Microk8s: Unable to login into KubeFlow after the addon is enabled

Created on 21 Nov 2019  路  26Comments  路  Source: ubuntu/microk8s

inspection-report-20191121_130543.tar.gz

Installed microk8s on a 32-core/64GB workstation running 18.04LTS latest. The snap install and addon enablement went fine:

snap install microk8s --classic
microk8s.enable registry dns rbac storage knative kubeflow istio
...all worked...

KubeFlow is at 0.6.0-rc0

At the end of install, I see that KubeFlow is up and running (all objects in kubeflow namespace are RUNNING).

However, I have no way to login. The best I could come up with is:

$ microk8s.kubectl port-forward svc/ambassador -n kubeflow 8080:80

Which does seem to trigger Ambassador and redirect me to the https://localhost:8080/kflogin page. But at that point the SSL connection fails with either:

SSL_ERROR_RX_RECORD_TOO_LONG (Firefox)
ERR_SSL_PROTOCOL_ERROR (Chrome)

I assume a self-signed certificate is installed via the microk8s addon process.

Again, the dashboard is definitely up since I can port-forward to it directly but then all links off of that page are 404 (I suspects the redirects are screwed up because of the direct connection to 8082). Help!

Most helpful comment

I am re-opening this since it seems there more to be discussed.

The issue was closed automatically by the merge of the referenced PR.

All 26 comments

Update: One little tidbit I forgot to mention is that the original enablement of KubeFlow timed out as my pods were initializing (it just takes TIME for me to download the images and the pods to come up to a RUNNING state).

My guess is the ingress it normally creates didn't happen because of it. But that seems still like a bug.

Were you able to manually fix this then? I'm getting the same error and from what I can tell everything was able to get started w/o a timeout, though I still get SSL_ERROR_RX_RECORD_TOO_LONG.

Were you able to manually fix this then?
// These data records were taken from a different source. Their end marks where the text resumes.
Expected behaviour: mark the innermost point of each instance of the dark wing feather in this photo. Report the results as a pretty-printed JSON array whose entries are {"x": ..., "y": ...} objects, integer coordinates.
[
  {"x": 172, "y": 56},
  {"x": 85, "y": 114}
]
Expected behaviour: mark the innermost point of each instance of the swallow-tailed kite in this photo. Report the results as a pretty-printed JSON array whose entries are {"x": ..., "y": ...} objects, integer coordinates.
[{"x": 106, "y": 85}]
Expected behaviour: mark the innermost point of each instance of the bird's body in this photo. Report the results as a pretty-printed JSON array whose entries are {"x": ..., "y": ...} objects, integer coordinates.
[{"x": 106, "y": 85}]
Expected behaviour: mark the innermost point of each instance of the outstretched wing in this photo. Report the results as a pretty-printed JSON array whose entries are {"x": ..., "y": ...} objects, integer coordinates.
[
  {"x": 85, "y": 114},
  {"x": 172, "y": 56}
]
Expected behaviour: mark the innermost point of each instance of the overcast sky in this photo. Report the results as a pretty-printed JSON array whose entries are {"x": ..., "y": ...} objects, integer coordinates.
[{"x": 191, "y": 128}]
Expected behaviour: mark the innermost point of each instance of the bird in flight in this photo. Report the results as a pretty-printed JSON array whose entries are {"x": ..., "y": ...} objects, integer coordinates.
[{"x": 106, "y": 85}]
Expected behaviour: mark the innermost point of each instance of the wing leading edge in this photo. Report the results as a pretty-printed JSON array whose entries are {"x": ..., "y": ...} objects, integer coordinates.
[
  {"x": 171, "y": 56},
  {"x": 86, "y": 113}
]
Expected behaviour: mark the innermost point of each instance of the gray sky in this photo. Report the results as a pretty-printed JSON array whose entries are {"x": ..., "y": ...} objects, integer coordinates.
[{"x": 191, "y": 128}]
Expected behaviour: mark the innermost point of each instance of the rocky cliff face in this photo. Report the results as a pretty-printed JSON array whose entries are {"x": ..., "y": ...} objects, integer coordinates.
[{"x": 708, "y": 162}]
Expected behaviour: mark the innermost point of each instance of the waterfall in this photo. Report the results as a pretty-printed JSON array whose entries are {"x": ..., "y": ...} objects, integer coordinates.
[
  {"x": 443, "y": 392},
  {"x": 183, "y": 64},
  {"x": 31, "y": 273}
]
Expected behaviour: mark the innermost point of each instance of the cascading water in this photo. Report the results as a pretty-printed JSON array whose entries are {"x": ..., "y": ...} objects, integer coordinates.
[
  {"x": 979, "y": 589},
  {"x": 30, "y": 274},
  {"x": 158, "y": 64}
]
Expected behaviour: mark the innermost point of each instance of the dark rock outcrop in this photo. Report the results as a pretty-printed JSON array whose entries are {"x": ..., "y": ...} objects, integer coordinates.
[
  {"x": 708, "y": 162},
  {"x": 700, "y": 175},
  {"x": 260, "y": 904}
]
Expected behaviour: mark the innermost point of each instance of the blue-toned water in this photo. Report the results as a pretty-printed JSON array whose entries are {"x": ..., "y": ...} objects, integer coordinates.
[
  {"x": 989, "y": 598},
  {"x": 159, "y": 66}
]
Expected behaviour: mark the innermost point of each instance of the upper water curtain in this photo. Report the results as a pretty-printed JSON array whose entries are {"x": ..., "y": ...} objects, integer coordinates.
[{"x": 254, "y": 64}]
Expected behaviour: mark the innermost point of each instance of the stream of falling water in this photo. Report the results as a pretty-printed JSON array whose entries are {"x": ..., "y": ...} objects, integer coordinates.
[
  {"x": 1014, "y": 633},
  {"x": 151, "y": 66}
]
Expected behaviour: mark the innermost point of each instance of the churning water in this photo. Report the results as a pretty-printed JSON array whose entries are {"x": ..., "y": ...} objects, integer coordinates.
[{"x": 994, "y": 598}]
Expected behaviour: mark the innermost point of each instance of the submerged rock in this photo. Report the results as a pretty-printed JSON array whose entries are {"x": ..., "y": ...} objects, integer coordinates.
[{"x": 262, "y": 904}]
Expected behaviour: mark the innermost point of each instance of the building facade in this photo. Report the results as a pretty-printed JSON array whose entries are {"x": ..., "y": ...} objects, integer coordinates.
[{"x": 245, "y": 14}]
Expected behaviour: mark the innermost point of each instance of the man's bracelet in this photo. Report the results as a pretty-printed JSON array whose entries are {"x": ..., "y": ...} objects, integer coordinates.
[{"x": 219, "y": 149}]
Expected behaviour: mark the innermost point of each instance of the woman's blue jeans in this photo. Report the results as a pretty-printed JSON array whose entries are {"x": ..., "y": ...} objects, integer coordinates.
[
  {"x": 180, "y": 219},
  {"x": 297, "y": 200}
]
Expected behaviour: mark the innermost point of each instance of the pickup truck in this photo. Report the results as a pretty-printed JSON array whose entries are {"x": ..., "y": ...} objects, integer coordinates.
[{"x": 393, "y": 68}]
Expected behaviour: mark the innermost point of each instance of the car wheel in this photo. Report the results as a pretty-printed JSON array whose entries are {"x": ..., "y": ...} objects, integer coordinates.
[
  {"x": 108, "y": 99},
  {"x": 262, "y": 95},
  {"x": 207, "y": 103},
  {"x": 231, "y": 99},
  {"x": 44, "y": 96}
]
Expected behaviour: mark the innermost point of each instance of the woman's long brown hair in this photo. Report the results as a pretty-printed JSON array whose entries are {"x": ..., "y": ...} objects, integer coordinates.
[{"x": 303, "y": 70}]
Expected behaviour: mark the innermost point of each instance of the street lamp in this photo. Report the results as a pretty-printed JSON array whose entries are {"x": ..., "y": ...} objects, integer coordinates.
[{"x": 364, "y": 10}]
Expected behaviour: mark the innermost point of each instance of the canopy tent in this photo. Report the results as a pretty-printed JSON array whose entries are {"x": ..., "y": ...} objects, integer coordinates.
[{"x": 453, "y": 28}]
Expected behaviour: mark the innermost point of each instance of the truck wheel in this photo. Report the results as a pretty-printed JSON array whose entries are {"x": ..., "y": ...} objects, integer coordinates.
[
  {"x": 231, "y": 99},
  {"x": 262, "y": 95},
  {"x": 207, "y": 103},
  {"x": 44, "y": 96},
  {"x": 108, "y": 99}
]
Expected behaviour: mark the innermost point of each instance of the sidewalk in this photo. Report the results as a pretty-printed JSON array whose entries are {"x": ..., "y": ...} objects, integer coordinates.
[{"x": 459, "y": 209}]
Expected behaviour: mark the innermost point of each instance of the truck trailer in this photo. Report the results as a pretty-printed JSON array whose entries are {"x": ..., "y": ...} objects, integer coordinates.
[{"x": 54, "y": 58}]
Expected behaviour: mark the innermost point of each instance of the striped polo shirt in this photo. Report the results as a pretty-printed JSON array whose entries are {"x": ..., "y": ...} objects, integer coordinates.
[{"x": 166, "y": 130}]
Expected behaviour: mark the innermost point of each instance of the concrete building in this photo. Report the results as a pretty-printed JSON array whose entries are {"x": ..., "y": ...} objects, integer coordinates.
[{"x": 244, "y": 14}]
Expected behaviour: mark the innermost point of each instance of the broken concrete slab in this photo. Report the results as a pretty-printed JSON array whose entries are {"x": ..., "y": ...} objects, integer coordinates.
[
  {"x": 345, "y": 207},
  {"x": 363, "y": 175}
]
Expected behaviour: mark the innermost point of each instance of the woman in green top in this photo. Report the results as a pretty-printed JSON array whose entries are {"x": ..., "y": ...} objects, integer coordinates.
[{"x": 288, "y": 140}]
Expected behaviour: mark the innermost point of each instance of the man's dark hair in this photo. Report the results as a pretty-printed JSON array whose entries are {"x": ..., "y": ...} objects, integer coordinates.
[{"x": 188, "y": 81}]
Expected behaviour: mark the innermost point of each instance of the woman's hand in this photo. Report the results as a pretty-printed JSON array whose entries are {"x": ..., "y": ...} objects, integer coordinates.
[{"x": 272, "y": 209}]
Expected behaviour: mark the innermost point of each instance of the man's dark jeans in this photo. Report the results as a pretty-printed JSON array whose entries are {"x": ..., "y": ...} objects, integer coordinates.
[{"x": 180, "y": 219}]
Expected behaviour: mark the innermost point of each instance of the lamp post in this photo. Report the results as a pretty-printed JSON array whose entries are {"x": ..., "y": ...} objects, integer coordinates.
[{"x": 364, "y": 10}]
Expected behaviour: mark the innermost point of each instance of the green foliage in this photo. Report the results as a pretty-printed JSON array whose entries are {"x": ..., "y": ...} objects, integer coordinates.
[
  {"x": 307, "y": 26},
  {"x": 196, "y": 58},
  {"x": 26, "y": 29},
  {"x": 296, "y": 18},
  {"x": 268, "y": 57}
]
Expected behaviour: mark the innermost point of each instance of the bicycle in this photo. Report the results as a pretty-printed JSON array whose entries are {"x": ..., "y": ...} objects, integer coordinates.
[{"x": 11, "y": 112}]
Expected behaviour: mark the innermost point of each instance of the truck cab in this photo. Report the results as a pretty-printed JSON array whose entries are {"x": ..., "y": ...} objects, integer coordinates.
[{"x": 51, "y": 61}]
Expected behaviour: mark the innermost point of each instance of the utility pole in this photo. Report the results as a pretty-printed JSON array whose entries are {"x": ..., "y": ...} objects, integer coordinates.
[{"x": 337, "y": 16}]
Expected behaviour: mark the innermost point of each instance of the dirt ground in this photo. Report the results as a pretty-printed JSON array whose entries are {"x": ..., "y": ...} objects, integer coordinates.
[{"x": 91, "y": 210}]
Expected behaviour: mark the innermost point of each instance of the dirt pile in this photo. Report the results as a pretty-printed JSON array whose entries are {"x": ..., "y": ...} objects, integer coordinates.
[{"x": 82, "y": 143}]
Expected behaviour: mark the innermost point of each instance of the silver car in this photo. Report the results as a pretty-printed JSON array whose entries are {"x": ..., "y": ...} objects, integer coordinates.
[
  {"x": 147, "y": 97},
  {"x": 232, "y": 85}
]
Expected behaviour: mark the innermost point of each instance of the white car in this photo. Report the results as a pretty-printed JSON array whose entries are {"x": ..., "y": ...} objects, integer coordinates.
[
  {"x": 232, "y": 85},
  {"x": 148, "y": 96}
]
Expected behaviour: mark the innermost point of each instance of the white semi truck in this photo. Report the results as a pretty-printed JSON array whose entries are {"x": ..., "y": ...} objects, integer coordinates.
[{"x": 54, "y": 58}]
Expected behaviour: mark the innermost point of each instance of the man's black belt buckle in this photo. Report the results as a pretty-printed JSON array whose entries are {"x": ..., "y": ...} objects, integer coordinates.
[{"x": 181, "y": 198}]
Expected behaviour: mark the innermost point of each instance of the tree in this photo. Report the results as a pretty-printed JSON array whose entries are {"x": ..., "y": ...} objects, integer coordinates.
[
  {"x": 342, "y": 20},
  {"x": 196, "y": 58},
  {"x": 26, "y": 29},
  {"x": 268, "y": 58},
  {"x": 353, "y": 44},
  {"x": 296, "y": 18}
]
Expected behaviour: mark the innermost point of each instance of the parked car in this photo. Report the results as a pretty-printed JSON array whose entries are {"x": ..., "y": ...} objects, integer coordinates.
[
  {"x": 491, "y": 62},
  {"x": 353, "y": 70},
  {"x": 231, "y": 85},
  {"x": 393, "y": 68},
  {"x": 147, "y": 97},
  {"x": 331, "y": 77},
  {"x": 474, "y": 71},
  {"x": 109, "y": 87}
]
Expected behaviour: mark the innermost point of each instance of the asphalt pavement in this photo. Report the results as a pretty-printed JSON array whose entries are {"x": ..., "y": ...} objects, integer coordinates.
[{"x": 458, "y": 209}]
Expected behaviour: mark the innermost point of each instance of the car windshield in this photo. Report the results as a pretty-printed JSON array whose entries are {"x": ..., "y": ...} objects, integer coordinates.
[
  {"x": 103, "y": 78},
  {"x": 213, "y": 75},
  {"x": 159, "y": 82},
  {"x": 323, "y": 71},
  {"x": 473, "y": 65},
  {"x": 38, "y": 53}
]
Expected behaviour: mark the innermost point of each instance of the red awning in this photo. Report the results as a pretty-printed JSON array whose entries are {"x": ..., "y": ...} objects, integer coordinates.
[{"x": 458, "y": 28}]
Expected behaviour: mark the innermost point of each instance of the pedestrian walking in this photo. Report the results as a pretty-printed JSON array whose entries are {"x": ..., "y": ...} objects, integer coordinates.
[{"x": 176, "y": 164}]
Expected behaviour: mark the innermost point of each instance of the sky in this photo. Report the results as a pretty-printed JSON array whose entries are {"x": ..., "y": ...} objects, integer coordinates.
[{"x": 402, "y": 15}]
I'm getting the same error and from what I can tell everything was able to get started w/o a timeout, though I still get SSL_ERROR_RX_RECORD_TOO_LONG.

There was A LOT of manual intervention to get this all to work right.

I am re-opening this since it seems there more to be discussed.

The issue was closed automatically by the merge of the referenced PR.

yeah I am having the same error as well

@knkski any idea?

@charlesa101, @tshauck: If the deploy process timed out previously, you won't have the necessary patch to the Ingress for Ambassador. Can you see if microk8s.kubectl get -n kubeflow ingress -oyaml shows a tls section? A missing tls section will be responsible for the SSL_ERROR_RX_RECORD_TOO_LONG error.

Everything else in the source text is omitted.